Desde las primeras etapas de nuestra educación se nos enseña a leer y escribir como habilidades esenciales, para navegar en el mundo. Pasamos incontables horas perfeccionando estas destrezas, conscientes de su impacto en nuestra vida cotidiana. Sin embargo, en ese meticuloso proceso educativo quedó rezagada una competencia crucial: el arte de conversar.
Conversar, una actividad tan inherente al ser humano, rara vez ha sido objeto de enseñanza sistemática. Algunos pudieron recibir clases de oratoria para hablar en público, pocos han explorado cómo conversar, ese delicado acto de intercambio que va más allá de las palabras. La mayoría asume que, al ser algo “natural”, no requiere atención ni aprendizaje. Pero, nada podría estar más lejos de la verdad.
El poder del lenguaje comenzó a ser explorado en profundidad a mediados del siglo XIX, cuando filósofos como Ludwig Wittgenstein, Wilhelm Von Humboldt y John Langshaw Austin transformaron nuestra comprensión de éste. Para ellos, el lenguaje no sólo era una herramienta para describir el mundo, sino, una fuerza generativa capaz de construir realidades. En palabras de Austin, “el lenguaje es acción”.
Este planteamiento, desarrollado en su teoría de los “actos del habla”, subraya que nuestras palabras generan promesas, solicitudes, declaraciones y afirmaciones. Más allá de su significado literal, configuran nuestra identidad, moldean nuestras relaciones y trazan el camino hacia nuestras posibilidades futuras. En cada conversación se define algo más grande: quiénes somos y cómo nos vinculamos con los demás.

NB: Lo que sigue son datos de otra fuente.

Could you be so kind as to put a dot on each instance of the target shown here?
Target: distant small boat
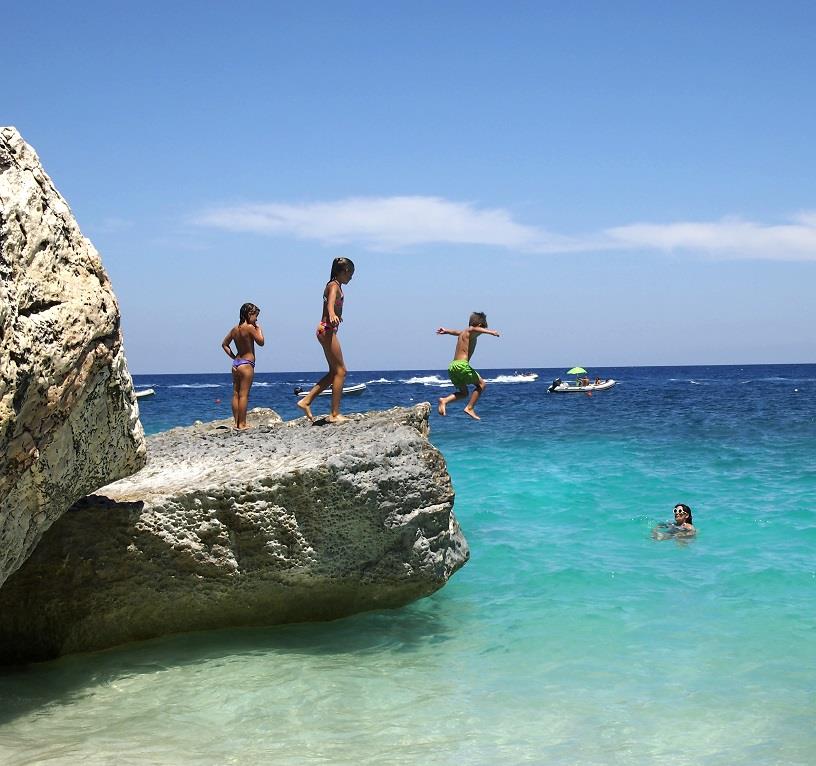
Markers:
(573, 387)
(356, 389)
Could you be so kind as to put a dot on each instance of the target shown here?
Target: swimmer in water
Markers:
(681, 527)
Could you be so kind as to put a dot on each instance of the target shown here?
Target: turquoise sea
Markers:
(571, 636)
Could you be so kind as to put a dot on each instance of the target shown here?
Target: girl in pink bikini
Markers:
(341, 274)
(245, 335)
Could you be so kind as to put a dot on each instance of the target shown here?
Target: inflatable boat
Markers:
(558, 386)
(356, 389)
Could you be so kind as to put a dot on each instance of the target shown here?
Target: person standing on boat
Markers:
(245, 335)
(459, 370)
(341, 273)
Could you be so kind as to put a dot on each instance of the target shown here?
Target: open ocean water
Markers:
(571, 636)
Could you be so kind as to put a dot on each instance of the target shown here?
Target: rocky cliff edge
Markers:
(284, 522)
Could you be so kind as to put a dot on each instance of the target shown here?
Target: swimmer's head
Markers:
(478, 319)
(246, 311)
(341, 267)
(682, 514)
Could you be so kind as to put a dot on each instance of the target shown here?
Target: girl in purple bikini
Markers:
(341, 273)
(245, 335)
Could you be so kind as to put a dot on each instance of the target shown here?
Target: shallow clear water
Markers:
(571, 637)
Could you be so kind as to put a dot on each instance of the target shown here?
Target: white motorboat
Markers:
(356, 389)
(558, 386)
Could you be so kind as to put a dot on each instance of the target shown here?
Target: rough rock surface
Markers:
(285, 522)
(69, 422)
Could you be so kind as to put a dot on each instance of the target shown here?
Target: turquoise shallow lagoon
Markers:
(571, 637)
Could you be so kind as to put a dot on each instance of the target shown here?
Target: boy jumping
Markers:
(459, 370)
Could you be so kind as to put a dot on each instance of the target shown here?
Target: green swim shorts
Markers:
(461, 373)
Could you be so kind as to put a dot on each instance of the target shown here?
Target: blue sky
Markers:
(613, 183)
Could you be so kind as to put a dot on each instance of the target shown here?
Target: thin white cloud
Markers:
(386, 223)
(392, 223)
(732, 238)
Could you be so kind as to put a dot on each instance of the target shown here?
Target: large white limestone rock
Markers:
(285, 522)
(69, 422)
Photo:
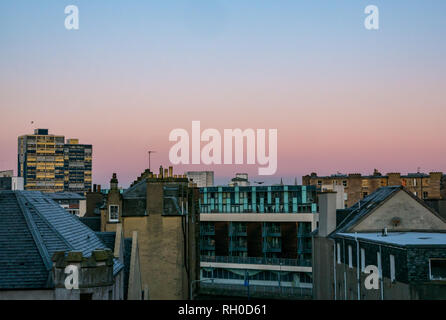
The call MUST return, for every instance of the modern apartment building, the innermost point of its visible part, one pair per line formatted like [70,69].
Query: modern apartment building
[257,237]
[77,166]
[356,186]
[47,164]
[9,182]
[41,161]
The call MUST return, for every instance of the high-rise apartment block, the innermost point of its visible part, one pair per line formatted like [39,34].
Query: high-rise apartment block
[78,159]
[48,164]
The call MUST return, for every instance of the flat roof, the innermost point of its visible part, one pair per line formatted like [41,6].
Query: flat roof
[403,238]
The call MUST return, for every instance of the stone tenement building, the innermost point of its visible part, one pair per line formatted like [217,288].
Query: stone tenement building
[390,229]
[357,186]
[163,209]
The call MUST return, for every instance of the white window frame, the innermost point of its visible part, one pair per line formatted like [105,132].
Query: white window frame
[430,268]
[109,213]
[338,252]
[392,267]
[362,259]
[350,257]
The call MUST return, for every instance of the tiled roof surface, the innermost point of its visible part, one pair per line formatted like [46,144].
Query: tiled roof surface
[32,228]
[108,238]
[365,206]
[94,223]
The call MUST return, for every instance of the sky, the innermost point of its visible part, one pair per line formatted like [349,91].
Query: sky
[342,98]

Álvaro González-Alorda, escritor y profesor español, resumió esta idea con precisión: “Nos jugamos la vida en las conversaciones que tenemos y en las que no tenemos”. Cuánta verdad encierran estas palabras. Muchas relaciones se deterioran no por conflictos inevitables, sino por una incapacidad para conversar. Confundimos el diálogo con la imposición, el debate con el grito. En lugar de tender puentes, dejamos que el orgullo y la falta de escucha destruyan conexiones valiosas.
El arte de conversar requiere algo más que hablar. Implica examinar el estado emocional desde el cual interactuamos: ¿rabia, temor, alegría, desagrado? ¿Desde dónde surgen nuestras palabras y qué impacto tienen en nuestras relaciones? Estas son preguntas fundamentales para reflexionar sobre la calidad de nuestras conversaciones y su capacidad para generar armonía y cambio positivo.
Conversar es un arte olvidado, pero esencial. Si lo recuperamos, podríamos transformar nuestras relaciones y la percepción del mundo. Qué bueno sería que nuestros políticos y dirigentes nacionales lo recordaran. Evitando tanta división producto de la falta de conversaciones para construir país. Por ahora, me limito a invitarlos a observar cómo conversan y, sobre todo, a pensar en cómo podrían hacerlo mejor, en beneficio de Colombia, y de todos nosotros.